L’enseignement (avec l’éducation dispensée d’abord dans le sein de la cellule familiale) est la fondation de tout le reste. C’est le vrai ressort de la puissance et de la richesse des Nations, et d’ailleurs Max Weber, dans une thèse célèbre, avait identifié un lien entre le protestantisme (qui mettait, plus que le catholicisme, l’accent sur l’alphabétisation, permettant la lecture de la Bible par chacun) et l’essor économique précoce de l’Europe, et d’abord de l’Europe protestante2. De la compétitivité (et donc de la souveraineté scientifique et technique) d’une nation, de l’épanouissement et de la liberté de chacune et de chacun par la réflexion et la culture, et la condition, la clé de l’égalité des chances.
L’école devrait être un sanctuaire. Un lieu d’où sont bannis et absents la violence, le prosélytisme religieux, l’endoctrinement idéologique. Un lieu où la valeur suprême est la transmission des savoirs. Un lieu où le maître enseigne, l’enfant apprend.
De cette école-là, qui fut encore celle de mon enfance, avec cours d’éducation civique en prime, nous sommes loin aujourd’hui. Et peut-être appartient-elle à un passé révolu, que nul ne pourra ressusciter. Car l’école est aussi un miroir de la société, et celle-ci évolue en bien (le numérique par exemple, qui démultiplie les possibilités d’apprendre s’il est bien utilisé) mais surtout ces derniers temps en pire.
Tous les indicateurs montrent une baisse du niveau éducatif en France. Au niveau objectif (les test PISA menés simultanément dans plusieurs pays auprès des élèves de 15 ans, sous l’égide de l’OCDE), mais aussi anecdotique (orthographe, baisse de la qualité du français parlé et écrit, des compétences numériques, etc.).
Il y a des causes anciennes et profondes à ce déclin.
A cette tendance lourde, s’ajoutent de nouveaux défis : les attaques contre les valeurs de la République telles que la laïcité et l’égalité entre filles et garçons, la montée de la violence et des agressions contre les professeurs, la contestation des enseignants et des enseignements (origine du monde, théorie de l’évolution, etc.), etc.
Une Mission de contrôle (ayant les pouvoirs d’une commission d’enquête) avait été instituée en 2023 par le Sénat sur « le signalement et le traitement des pressions, menaces et agressions dont les enseignants sont victimes« , suite à une demande de Mickaëlle Paty, la soeur de Samuel Paty, ce professeur de collège, héros de la République, assassiné en octobre 2020.

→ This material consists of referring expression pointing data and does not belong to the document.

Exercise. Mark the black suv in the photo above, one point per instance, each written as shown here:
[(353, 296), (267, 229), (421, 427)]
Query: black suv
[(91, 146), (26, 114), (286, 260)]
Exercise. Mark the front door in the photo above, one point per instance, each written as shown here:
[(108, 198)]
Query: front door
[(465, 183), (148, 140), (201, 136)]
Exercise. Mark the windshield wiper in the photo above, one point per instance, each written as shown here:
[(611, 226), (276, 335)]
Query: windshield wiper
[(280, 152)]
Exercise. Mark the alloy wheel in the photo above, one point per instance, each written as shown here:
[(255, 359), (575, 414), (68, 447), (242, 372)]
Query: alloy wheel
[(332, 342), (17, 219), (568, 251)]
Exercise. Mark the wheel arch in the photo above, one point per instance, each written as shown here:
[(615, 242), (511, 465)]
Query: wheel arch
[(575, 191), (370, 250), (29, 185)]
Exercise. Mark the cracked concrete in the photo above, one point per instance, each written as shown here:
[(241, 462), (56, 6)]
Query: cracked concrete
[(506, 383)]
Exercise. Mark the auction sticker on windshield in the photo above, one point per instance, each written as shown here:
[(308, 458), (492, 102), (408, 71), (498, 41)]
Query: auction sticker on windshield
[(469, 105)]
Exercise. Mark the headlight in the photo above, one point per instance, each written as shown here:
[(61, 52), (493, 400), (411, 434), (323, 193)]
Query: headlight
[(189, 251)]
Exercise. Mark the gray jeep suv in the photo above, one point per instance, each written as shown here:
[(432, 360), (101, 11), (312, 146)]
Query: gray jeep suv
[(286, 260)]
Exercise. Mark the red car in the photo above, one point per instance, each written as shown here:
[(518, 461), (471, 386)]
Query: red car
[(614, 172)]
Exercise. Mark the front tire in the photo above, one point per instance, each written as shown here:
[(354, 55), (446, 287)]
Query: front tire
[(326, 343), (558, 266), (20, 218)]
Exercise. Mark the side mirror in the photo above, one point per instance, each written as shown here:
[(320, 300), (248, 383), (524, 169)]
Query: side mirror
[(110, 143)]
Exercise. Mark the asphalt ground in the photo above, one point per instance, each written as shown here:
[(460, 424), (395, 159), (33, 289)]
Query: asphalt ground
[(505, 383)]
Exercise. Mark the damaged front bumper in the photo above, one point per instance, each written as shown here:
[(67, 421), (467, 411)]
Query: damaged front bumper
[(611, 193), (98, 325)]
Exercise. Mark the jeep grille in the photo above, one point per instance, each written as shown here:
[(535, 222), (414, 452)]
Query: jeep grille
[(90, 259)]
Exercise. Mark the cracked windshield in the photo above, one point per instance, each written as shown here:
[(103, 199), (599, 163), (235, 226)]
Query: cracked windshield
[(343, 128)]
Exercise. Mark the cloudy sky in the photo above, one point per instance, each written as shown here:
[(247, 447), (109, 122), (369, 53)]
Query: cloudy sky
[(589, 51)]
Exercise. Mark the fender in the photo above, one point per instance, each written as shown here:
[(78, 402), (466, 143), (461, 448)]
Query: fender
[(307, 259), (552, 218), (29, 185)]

Le constat que dresse la Mission sénatoriale, et qu’elle vient de rendre public (6 mars 2024), est accablant3.
C’est celui d’une violence endémique dans les établissements scolaires, qui touche désormais le primaire comme le secondaire : « Les insultes, menaces, pressions et agressions constituent désormais le quotidien des enseignants ainsi que de l’ensemble du personnel administratif. Plus largement, c’est l’école de la République – et ses valeurs – qui doivent faire face à des coups de boutoir réguliers. La laïcité, mal connue, est rejetée et les contestations d’enseignement, tout comme la remise en cause de l’autorité de l’enseignant, sont en forte augmentation. Il serait erroné de croire que ces problématiques ne se limitent qu’à certains établissements scolaires : tous les territoires (…) sont concernés« .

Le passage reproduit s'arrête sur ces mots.